02.02.2016

Liquidity Concerns Highlighted to EU Commission

02.02.2016
Shanny Basar

The possibility that European Union rules may harm fixed income liquidity was highlighted in responses to the EU Commission as it reviews the regulatory framework for financial services in the region.

Last October the EU Commission launched a Call for Evidence and requested comments by last month on the benefits, unintended effects, consistency and coherence of more than 40 pieces of legislation that has been adopted in direct response to the 2008 global financial crisis. The Commission said in a statement: “The Call for Evidence also presents an opportunity for respondents to consider holistically the last six or so years of European law-making across the financial services market and provide feedback accordingly.”

The International Capital Market Association said in its response that it had chosen to focus primarily on market liquidity, which affects the ability of the economy to finance itself and grow.

“ICMA wishes to highlight that it is important for policy makers and regulators to acknowledge that fixed income markets are very different structurally to equity markets,”said its response. “Essentially, unlike equities, bonds, as a distinct asset class, can and should be considered to be mostly illiquid.”

The association continued that a less liquid secondary bond market potentially widens the market spread for new issues and creates additional borrowing costs for issuers and harms the real economy.
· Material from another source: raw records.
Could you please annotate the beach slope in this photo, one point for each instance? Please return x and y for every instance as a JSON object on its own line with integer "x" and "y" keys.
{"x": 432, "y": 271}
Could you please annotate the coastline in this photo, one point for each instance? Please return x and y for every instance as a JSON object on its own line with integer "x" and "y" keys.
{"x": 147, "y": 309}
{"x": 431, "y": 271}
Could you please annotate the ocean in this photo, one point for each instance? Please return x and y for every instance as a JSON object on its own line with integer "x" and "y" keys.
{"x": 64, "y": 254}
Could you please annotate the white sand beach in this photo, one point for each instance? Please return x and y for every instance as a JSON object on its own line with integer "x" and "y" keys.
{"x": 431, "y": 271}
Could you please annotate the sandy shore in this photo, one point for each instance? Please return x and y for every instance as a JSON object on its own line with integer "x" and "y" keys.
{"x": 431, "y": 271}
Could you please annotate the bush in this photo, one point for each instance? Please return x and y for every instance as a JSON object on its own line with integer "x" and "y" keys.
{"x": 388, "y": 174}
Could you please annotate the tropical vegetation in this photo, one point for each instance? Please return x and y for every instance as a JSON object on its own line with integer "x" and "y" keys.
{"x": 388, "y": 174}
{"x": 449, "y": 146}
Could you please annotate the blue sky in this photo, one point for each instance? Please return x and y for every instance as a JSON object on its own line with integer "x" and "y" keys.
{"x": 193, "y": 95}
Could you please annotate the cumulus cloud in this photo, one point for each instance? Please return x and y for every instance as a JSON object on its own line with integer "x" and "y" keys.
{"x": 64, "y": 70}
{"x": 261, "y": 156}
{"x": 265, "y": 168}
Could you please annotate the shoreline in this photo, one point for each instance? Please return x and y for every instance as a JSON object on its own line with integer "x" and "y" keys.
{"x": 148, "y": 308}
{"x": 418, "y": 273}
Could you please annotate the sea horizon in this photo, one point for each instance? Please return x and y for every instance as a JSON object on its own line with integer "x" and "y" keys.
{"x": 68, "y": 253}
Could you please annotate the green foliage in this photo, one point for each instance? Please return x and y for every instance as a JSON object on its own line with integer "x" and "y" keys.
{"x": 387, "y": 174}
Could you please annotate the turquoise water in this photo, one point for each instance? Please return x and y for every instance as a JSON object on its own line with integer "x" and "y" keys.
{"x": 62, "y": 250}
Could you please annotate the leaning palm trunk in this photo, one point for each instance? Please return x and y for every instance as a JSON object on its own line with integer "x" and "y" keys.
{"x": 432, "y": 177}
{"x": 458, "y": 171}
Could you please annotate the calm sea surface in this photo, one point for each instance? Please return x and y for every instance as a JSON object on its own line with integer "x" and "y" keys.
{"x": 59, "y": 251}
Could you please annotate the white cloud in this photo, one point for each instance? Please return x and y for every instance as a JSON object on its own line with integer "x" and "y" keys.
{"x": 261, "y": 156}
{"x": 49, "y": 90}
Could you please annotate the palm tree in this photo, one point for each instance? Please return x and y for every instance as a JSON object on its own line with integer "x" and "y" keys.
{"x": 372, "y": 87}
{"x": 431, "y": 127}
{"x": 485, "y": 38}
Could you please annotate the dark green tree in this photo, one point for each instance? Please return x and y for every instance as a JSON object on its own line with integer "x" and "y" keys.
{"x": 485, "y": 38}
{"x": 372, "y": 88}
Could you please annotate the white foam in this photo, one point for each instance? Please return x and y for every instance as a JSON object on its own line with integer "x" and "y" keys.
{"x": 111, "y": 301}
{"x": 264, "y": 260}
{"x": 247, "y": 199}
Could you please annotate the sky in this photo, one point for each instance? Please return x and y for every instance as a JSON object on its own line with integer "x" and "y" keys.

ICMA said that all the elements needed for fixed income market-making are  being seriously compromised by different pieces of regulation. The new Capital Requirements Directive has made balance sheet for banks and broker-dealers far more expensive and the provisions under the Fundamental Review of the Trading Book are expected to significantly increase the capital required for fixed income market-making. In addition Emir, the regulation covering central clearing, has raised the cost of, and restricted access to, credit default swaps which provide hedging for corporate credit risk and in addition repo market liquidity is becoming scarcer.

“Further regulatory initiatives, such as CSDR [Central Securities Depositories Regulation] mandatory buy-ins and MiFID II/R pre- and post-trade transparency requirements, may only serve further to render the market-making model economically unviable and obsolete,” added ICMA.

MiFID II, the incoming regulation covering financial markets across asset classes,  requires trades in liquid bonds to meet certain pre-trade and post-trade transparency requirements. The regulator has supported an instrument-by-instrument approach for defining bond liquidity and is trying to collect data in order to determine which bonds should be classed as liquid instruments.

The Association for Financial Markets in Europe also warned in its response that if Europe wants to develop its capital markets, policymakers need to consider the impact of new regulation on banks’ ability to provide services.

“Regulatory reform – and in particular additional capital requirements – has already forced bank deleveraging resulting in a reduction in banks’ lending capacity and market-making capacity,” added the AFME. “For instance, European corporate bond trading volumes fell by up to 45% between 2010 and 2015, while dealer inventories have also declined significantly. Several major firms have also recently withdrawn from their primary dealer role in European sovereign bond markets.”

The Alternative Investment Management Association also highlighted the need for regulators to carefully consider the reform of market infrastructure to support liquidity. The AIMA also called for regulatory reforms to support non-bank finance in its response.

“AIMA makes the case that rules should allow greater asset managers’ participation in securitizations in order to support the supply of finance to small and medium-sized enterprises,” said its response. “AIMA also argues that greater holding of financial assets by institutions and investors that can bear risk without the need for public support – such as investment funds – will improve financial stability.”

The Investment Association also said in its response that its main concern is that regulation of banks and markets could impair the efficient functioning of financial markets. However the association added that the single market, fund passporting rights, the UCITS regime and a relatively harmonised single rulebook have all undoubtedly brought significant benefits to the UK’s asset management industry.

The European Fund and Asset Management Association called for a realistic implementation timeframe in its response as  deadlines which are too short can lead to legal uncertainty and cause serious challenges. Alexander Schindler, president of EFAMA, said in a statement: “There are currently many examples of fundamental directives affecting our industry (MiFID II , UCITS V, PRIIPs) where it is extremely difficult to be prepared within the prescribed timetables.”

MiFID II was due to be implemented in January 2017 but the European Securities and Markets Authority has requested a delay to January 2018.

Kay Swinburne, MEP and member of the Economics and Monetary Affairs Committee in the European Parliament, said in a speech to the Commodities Markets Council today that the Commission is expected to make a proposal for a one-year delay to MiFID II in the middle of this month.

“Esma needs more time to scope and build the IT system that will form the core of its supervisory system. They are about to embark on building one database of all financial instrument reference data,” added Swinburne. “However, the delay in implementation should not be interpreted as a lessening in regulatory zeal.”

Jonathan Hill, commissioner for financial stability, financial services and capital markets union at the EU Commission tweeted: “Call for evidence on financial legislation: nearly 300 responses so far, from all sections of the industry, public authorities and end users.”

The Commission is due to report on the responses by the middle of this year. The review is part of the Commission’s plan to launch a Capital Market Union across the EU. The Commission has set a 2019 deadline for completing CMU.